Hidden Literacies

Reading and Writing about a Sovereign Nation

     One literacy that Coosaponakeesa reads and then writes with over the course of the memorials is what it means to be a sovereign nation with “natural rights” in the colonial Southeast’s dynamic trans-national space. In 1747, she notes that “her Ancesstors, Tho under the Appellation of Savages, or Barbarions, were a brave and free born people, who never owed Allegiance, to or Acknowledged the sovereignty of any Crowned Head whatever, but have always maintained their own Possessions and Independency, Against all Opposers by Warr, at the Expence of their Blood; as they Can shew by the many Troophies of Victory, and Relicts of their Enimies slain in Defence of their Natural Rights.” Similarly, the 1754 memorial insists on the Creek Nation’s eternal “Independency,” in both the portion attributed to her and the portion attributed to Creek micos, but almost certainly written by her in her role as their agent and translator.
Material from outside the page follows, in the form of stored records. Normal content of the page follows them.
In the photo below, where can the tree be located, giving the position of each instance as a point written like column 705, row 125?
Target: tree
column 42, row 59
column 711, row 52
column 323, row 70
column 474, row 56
Finally, in 1755, she adds language that indicates the present Creek peoples are the “Successors (Collectively) and Natural born Heirs” to the Creeks of the past. In statements like these, Coosaponakeesa perceives British principles of sovereignty as permitting alliance with but not allegiance to another nation and Crown. Her Creek ancestors were and contemporaries are free and independent and “maintain their own Possessions,” a formulation that aligns citizenship with personal status and property rights; this citizenship was endowed by God, confirmed and protected through blood and sacrifice, and continuously passed on to each successive generation in an unbroken genealogy. All of this history is at the root of Creek “natural rights.” Moreover, because elsewhere she links her inheritance and authority to her Creek kin, she also links Creek sovereignty to women’s lineages. Her marriage to Bosomworth specifically and British legal principles generally covers and replaces neither her nor Creek rights. Coosaponakeesa reads British sovereignty and then writes a Creek version into these memorials.